I have been to my PCP, GI doc, allergist, holistic chiro, LLMD naturopath, physical therapist, dermatologist, gynecologist, and neurologist. I have done tons of blood work, upper endoscopy, colonoscopy, allergy skin prick tests, Pap smear, ultrasounds, X-rays. I have celiac disease so my allergist was suspicious of another autoimmune disease like lupus or sjrogens, but those tests came back negative (ANA). Hormone levels are in normal range (albeit on the lower end). No vitamin deficiencies. No STDs, normal Pap smear.

I did Igenex testing through my naturopath, which came back CDC negative - however I was positive on igM band 34. IND on igM bands 23, 31, and 41 and iGG bands 23 and 41. Like I said above, my neurologist is running tests for MS, but I’ve read that Lyme mimics MS, and I don’t want to be misdiagnosed. None of my doctors will treat me for Lyme based on these results. If I don’t end up with an MS diagnosis, how can I get someone to treat me for Lyme? A couple doctors have suggested infectious disease, but I’ve read those were a waste of time.

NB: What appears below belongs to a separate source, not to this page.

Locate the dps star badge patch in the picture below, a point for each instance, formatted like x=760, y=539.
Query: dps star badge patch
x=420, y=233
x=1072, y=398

I live in LA but took a trip to NorCal in April, went hiking in Big Sur where there's known to be ticks. Also did some hiking where I'm from in PA over Memorial Day weekend. My mom had Lyme a couple years before I was born. Never had a bite or rash and I got sick pretty suddenly in mid-June. Feeling really lost at this point - my quality of life has plummeted. Currently taking time off work but was hoping to start again after the holidays.

I went 11 years with multitude of symptoms before getting a diagnosis of Lyme. I didn't even know what Lyme Disease was, or I would have looked into it further.

Looking back, I realized I never saw results of a blood test that a doctor had ordered for many years. With CDC criteria for Lyme being so unrealistic, now I know I may have had a number of Lyme-specific bands positive but doctor was going by strict CDC guidelines and just told me all tests were negative.

It took a doctor very knowledgeable about Lyme to tell me while I did not have all 5 bands required by CDC to have a diagnosis of Lyme, having four of them or even three told her I have Lyme.

This is not to say you have Lyme Disease, but it is definitely worth pursuing as your test and symptoms match up in so many ways. And you can still be looking into other possibilities.